Department of Informatics, University of Thessaloniki, Thessaloniki 540 06, Greece.
IEEE Trans Image Process. 1999;8(12):1744-56. doi: 10.1109/83.806620.
We propose a pattern classification based approach for simultaneous three-dimensional (3-D) object modeling and segmentation in image volumes. The 3-D objects are described as a set of overlapping ellipsoids. The segmentation relies on the geometrical model and graylevel statistics. The characteristic parameters of the ellipsoids and of the graylevel statistics are embedded in a radial basis function (RBF) network and they are found by means of unsupervised training. A new robust training algorithm for RBF networks based on alpha-trimmed mean statistics is employed in this study. The extension of the Hough transform algorithm in the 3-D space by employing a spherical coordinate system is used for ellipsoidal center estimation.
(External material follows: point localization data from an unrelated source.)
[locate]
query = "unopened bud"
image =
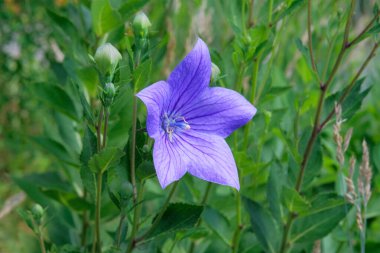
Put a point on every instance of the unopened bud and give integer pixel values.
(215, 72)
(107, 57)
(109, 93)
(141, 25)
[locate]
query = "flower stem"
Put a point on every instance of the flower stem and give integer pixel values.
(351, 85)
(42, 243)
(270, 13)
(99, 129)
(96, 247)
(119, 229)
(239, 226)
(252, 98)
(136, 218)
(310, 42)
(133, 149)
(161, 213)
(203, 202)
(316, 128)
(105, 127)
(84, 224)
(359, 36)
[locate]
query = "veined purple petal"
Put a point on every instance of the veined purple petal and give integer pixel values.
(190, 77)
(169, 160)
(218, 111)
(155, 97)
(209, 158)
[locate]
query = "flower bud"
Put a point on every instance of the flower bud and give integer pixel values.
(107, 57)
(141, 25)
(215, 72)
(109, 93)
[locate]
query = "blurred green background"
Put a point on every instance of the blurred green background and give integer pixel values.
(49, 41)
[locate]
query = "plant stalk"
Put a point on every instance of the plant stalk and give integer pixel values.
(133, 150)
(316, 128)
(203, 202)
(161, 213)
(136, 218)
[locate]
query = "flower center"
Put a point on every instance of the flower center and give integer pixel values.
(173, 124)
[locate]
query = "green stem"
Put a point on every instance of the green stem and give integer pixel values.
(119, 229)
(239, 226)
(238, 86)
(96, 247)
(358, 37)
(162, 211)
(105, 127)
(351, 85)
(310, 43)
(250, 21)
(203, 202)
(136, 218)
(133, 149)
(270, 13)
(316, 129)
(252, 98)
(99, 129)
(328, 58)
(84, 224)
(42, 243)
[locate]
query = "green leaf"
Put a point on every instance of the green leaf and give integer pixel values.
(177, 217)
(275, 182)
(27, 218)
(131, 7)
(142, 74)
(55, 148)
(104, 18)
(353, 100)
(264, 226)
(57, 98)
(219, 224)
(292, 7)
(294, 201)
(106, 158)
(326, 212)
(145, 170)
(70, 200)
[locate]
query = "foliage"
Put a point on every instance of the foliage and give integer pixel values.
(83, 154)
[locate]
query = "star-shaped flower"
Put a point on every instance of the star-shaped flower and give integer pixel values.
(189, 120)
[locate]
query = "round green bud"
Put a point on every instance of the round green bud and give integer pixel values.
(37, 212)
(141, 25)
(215, 72)
(107, 57)
(109, 93)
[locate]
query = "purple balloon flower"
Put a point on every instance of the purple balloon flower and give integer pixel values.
(189, 120)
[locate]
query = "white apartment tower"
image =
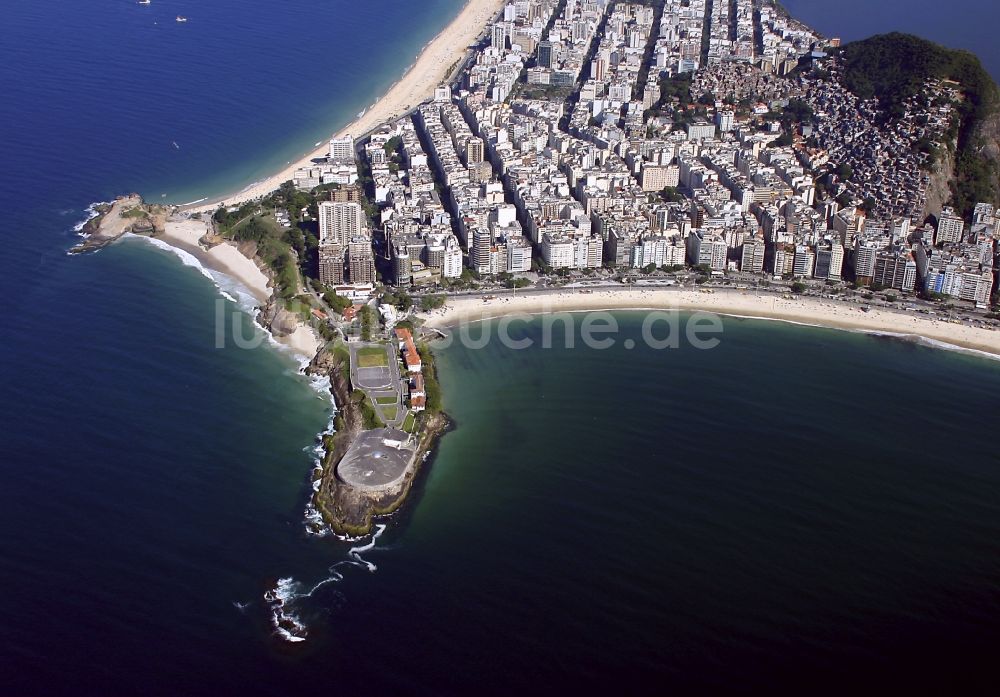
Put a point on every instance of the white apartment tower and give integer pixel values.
(950, 227)
(339, 222)
(342, 149)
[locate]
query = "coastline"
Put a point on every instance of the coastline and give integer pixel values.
(418, 82)
(226, 258)
(828, 314)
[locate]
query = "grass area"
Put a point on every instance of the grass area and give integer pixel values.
(409, 422)
(372, 357)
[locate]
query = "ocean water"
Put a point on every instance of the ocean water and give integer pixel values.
(798, 507)
(967, 24)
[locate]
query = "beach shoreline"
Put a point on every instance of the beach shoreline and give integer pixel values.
(829, 314)
(226, 258)
(432, 66)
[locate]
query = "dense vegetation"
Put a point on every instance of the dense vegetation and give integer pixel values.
(894, 67)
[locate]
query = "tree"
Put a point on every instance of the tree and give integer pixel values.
(367, 315)
(338, 303)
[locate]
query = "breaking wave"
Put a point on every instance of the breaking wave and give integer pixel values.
(285, 600)
(92, 213)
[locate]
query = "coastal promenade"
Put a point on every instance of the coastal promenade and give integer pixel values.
(738, 303)
(432, 66)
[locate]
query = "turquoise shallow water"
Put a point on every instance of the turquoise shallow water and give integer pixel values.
(797, 507)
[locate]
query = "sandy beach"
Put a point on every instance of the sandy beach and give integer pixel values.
(430, 68)
(226, 258)
(825, 313)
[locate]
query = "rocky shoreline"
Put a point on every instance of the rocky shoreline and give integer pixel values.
(348, 511)
(344, 509)
(126, 214)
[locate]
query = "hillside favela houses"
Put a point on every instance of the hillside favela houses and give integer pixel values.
(597, 139)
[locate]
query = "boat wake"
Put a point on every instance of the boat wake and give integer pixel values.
(286, 599)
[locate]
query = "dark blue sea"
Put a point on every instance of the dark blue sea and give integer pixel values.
(798, 509)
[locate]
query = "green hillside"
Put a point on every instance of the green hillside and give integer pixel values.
(893, 67)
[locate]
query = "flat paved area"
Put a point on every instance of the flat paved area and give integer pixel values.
(371, 464)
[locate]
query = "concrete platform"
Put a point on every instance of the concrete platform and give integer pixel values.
(377, 460)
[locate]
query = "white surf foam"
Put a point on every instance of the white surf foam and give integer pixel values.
(92, 213)
(286, 623)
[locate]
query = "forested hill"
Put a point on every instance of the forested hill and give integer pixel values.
(893, 67)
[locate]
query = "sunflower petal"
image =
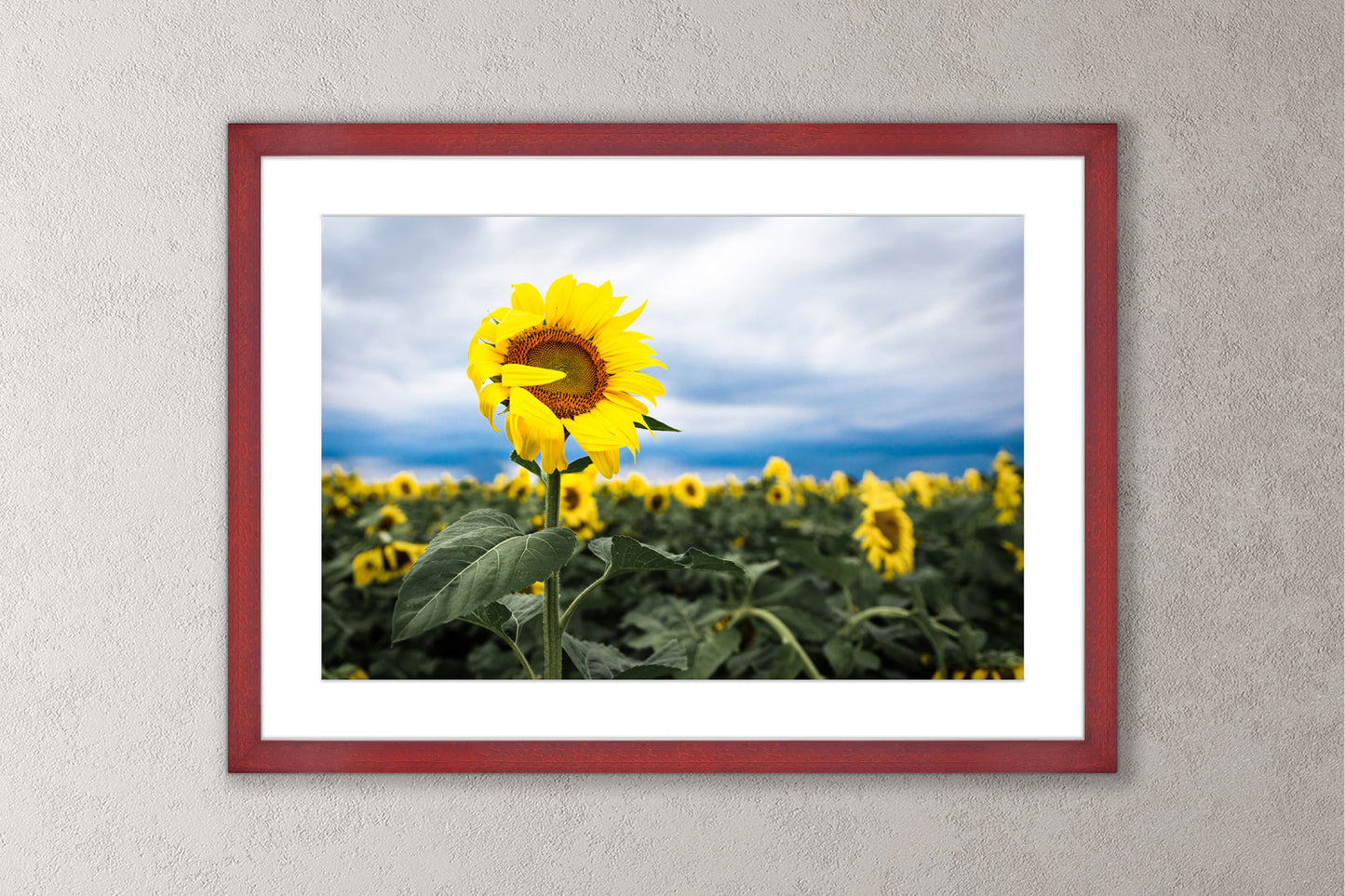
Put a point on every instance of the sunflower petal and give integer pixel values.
(483, 370)
(607, 461)
(491, 395)
(526, 298)
(529, 376)
(525, 403)
(638, 383)
(558, 299)
(514, 323)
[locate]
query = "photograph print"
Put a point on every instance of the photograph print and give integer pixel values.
(673, 448)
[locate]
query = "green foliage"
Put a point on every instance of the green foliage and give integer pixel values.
(480, 557)
(739, 588)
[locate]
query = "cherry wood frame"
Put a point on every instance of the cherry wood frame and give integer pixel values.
(1095, 142)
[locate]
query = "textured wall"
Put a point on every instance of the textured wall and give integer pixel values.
(112, 373)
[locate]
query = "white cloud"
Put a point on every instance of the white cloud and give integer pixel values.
(770, 326)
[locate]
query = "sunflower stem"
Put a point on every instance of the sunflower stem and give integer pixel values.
(552, 627)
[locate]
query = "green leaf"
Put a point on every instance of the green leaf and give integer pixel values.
(653, 425)
(838, 569)
(712, 653)
(510, 608)
(479, 558)
(840, 653)
(623, 555)
(579, 466)
(603, 661)
(528, 464)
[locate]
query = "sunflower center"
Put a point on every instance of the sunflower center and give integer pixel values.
(888, 525)
(557, 349)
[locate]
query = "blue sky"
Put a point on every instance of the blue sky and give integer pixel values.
(840, 343)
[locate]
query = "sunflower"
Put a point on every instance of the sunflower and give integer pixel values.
(1008, 494)
(921, 486)
(567, 367)
(840, 486)
(579, 507)
(656, 500)
(404, 486)
(635, 486)
(885, 533)
(520, 486)
(777, 468)
(368, 567)
(387, 516)
(689, 490)
(398, 557)
(384, 563)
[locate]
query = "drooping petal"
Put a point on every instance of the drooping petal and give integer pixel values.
(525, 403)
(483, 370)
(638, 383)
(491, 395)
(607, 461)
(526, 298)
(529, 376)
(513, 323)
(553, 448)
(623, 400)
(558, 299)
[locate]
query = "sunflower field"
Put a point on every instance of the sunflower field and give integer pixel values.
(777, 576)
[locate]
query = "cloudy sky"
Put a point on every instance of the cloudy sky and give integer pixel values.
(840, 343)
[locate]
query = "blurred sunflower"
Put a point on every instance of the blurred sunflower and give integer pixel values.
(777, 468)
(921, 488)
(384, 563)
(567, 367)
(520, 486)
(387, 516)
(579, 507)
(635, 486)
(404, 486)
(689, 490)
(656, 500)
(1008, 494)
(840, 486)
(886, 534)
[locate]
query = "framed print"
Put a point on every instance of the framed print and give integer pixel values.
(673, 448)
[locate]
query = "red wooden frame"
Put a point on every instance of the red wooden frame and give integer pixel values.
(1095, 142)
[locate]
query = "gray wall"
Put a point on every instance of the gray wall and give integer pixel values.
(112, 301)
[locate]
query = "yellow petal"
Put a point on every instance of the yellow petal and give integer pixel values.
(484, 331)
(525, 436)
(553, 449)
(558, 299)
(607, 461)
(629, 403)
(622, 322)
(483, 370)
(638, 383)
(513, 323)
(526, 298)
(529, 376)
(525, 403)
(491, 395)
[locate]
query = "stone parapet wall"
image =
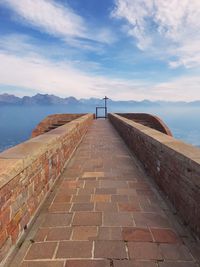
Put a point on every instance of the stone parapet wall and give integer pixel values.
(50, 120)
(149, 120)
(174, 165)
(27, 173)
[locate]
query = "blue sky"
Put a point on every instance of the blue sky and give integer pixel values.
(126, 49)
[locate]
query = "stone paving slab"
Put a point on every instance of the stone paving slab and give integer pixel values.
(105, 213)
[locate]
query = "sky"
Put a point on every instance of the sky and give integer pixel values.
(125, 49)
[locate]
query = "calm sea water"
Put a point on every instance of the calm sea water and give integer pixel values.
(17, 122)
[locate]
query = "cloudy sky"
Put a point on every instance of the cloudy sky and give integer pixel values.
(126, 49)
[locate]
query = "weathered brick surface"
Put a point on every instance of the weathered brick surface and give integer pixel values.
(175, 166)
(45, 124)
(106, 221)
(27, 173)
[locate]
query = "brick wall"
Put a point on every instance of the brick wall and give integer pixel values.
(149, 120)
(27, 173)
(174, 165)
(44, 125)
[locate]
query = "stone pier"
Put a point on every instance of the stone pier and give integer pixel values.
(104, 211)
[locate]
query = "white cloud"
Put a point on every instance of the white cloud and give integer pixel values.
(169, 29)
(60, 78)
(58, 20)
(64, 79)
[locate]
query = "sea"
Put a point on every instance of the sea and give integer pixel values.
(17, 122)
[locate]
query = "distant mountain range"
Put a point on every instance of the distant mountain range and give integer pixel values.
(46, 99)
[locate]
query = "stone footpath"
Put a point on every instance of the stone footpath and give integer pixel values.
(104, 213)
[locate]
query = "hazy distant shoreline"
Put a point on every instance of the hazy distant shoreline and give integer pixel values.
(46, 99)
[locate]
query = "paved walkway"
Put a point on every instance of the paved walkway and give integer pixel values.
(104, 213)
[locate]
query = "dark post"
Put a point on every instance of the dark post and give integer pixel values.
(105, 99)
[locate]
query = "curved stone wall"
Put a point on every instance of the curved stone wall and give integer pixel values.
(27, 173)
(148, 120)
(174, 165)
(53, 121)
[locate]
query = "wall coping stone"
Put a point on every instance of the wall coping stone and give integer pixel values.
(17, 158)
(184, 149)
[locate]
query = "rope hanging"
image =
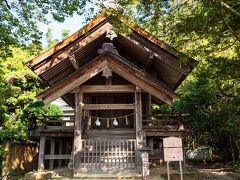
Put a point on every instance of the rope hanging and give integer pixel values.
(105, 118)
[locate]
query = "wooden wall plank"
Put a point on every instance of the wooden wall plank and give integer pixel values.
(107, 106)
(108, 88)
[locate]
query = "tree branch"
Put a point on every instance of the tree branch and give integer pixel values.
(227, 7)
(7, 4)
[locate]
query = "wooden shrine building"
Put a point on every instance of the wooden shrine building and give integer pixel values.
(111, 80)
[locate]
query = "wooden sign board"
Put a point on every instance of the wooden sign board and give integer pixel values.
(172, 142)
(173, 154)
(172, 148)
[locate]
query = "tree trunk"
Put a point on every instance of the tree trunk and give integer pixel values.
(238, 150)
(232, 150)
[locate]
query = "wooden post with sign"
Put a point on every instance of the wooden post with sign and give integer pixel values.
(173, 151)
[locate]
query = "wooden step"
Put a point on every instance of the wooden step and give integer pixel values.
(109, 134)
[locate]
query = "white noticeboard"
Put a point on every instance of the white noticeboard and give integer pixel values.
(173, 154)
(172, 149)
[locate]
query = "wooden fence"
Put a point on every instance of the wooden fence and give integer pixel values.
(108, 154)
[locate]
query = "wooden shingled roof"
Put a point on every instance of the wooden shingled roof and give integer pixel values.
(139, 51)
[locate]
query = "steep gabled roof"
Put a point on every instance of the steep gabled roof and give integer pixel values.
(156, 59)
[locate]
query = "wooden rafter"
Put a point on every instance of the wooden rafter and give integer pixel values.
(93, 24)
(172, 64)
(74, 62)
(65, 54)
(148, 62)
(95, 67)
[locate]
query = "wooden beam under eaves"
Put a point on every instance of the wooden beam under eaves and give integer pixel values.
(148, 62)
(169, 62)
(74, 62)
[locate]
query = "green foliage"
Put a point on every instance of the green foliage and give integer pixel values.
(39, 111)
(235, 166)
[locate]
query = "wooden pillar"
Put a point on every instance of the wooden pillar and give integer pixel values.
(150, 143)
(60, 152)
(149, 107)
(41, 152)
(52, 151)
(138, 119)
(78, 131)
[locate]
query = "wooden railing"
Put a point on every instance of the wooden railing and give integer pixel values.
(108, 154)
(57, 122)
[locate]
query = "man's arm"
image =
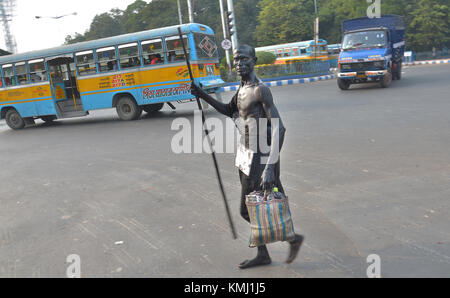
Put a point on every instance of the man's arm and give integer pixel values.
(264, 95)
(225, 109)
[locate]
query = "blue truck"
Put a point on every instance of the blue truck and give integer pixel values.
(372, 51)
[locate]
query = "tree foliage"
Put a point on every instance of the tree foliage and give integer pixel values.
(268, 22)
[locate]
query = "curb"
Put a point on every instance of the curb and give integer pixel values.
(443, 61)
(284, 82)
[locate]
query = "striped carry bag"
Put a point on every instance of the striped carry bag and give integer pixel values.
(270, 217)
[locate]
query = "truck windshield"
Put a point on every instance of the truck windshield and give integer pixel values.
(206, 46)
(364, 39)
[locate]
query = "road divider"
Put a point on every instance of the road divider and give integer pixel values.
(284, 82)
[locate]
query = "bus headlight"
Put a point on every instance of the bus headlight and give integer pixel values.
(380, 64)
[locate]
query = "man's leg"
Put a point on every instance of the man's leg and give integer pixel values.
(294, 245)
(262, 258)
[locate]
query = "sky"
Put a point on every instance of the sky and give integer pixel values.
(34, 34)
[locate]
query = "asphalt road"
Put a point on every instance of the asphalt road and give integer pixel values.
(367, 172)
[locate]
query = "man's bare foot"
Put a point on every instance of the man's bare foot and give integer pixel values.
(262, 258)
(258, 261)
(294, 247)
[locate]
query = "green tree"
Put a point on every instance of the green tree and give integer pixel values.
(429, 26)
(282, 21)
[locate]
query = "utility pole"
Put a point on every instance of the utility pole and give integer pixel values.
(225, 34)
(180, 16)
(6, 13)
(191, 12)
(232, 25)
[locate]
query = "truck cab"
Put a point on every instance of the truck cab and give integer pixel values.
(372, 51)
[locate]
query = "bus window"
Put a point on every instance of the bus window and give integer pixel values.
(129, 55)
(152, 52)
(86, 63)
(175, 48)
(106, 59)
(37, 70)
(8, 74)
(21, 73)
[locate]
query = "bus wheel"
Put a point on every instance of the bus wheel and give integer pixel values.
(343, 84)
(48, 119)
(127, 109)
(153, 107)
(14, 120)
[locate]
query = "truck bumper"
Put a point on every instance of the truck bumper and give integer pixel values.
(369, 74)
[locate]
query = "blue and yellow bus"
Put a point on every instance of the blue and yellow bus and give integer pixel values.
(297, 51)
(131, 72)
(333, 54)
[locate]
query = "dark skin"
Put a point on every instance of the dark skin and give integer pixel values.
(254, 101)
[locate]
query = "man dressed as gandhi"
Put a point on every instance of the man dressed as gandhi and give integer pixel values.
(259, 169)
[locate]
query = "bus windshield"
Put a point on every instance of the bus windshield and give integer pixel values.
(376, 38)
(206, 46)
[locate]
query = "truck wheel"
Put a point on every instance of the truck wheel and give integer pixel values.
(386, 80)
(343, 84)
(153, 107)
(48, 119)
(14, 120)
(127, 109)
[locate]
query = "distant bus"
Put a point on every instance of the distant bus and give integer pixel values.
(333, 54)
(297, 51)
(131, 72)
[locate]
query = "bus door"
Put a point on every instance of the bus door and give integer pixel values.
(64, 86)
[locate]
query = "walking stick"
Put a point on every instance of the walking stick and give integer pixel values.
(213, 154)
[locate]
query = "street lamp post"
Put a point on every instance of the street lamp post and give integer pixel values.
(227, 52)
(180, 16)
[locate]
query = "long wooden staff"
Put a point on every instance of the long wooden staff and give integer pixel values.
(213, 154)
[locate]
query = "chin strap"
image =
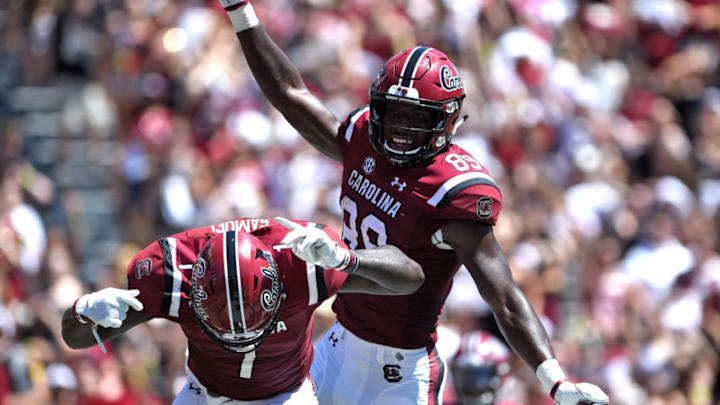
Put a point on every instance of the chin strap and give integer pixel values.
(458, 123)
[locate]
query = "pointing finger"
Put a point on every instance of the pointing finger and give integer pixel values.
(287, 223)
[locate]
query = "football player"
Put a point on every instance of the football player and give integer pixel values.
(405, 183)
(243, 300)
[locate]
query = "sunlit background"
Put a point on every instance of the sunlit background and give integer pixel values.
(122, 121)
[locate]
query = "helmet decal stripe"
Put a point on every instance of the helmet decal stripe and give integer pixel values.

We study the performance of the proposed algorithm and we present results when segmenting a stack of microscopy images.
我们提出了一种基于模式分类的方法,用于在图像体积中进行三维(3-D)物体建模和分割。3-D 物体被描述为一组重叠的椭球体。分割依赖于几何模型和灰度统计。椭球体和灰度统计的特征参数被嵌入到径向基函数(RBF)网络中,并通过无监督训练来找到。在这项研究中,我们采用了一种基于α修剪均值统计的新的 RBF 网络鲁棒训练算法。通过使用球坐标系,将 Hough 变换算法扩展到 3-D 空间中,用于椭球中心估计。我们研究了所提出算法的性能,并展示了在对一组显微镜图像进行分割时的结果。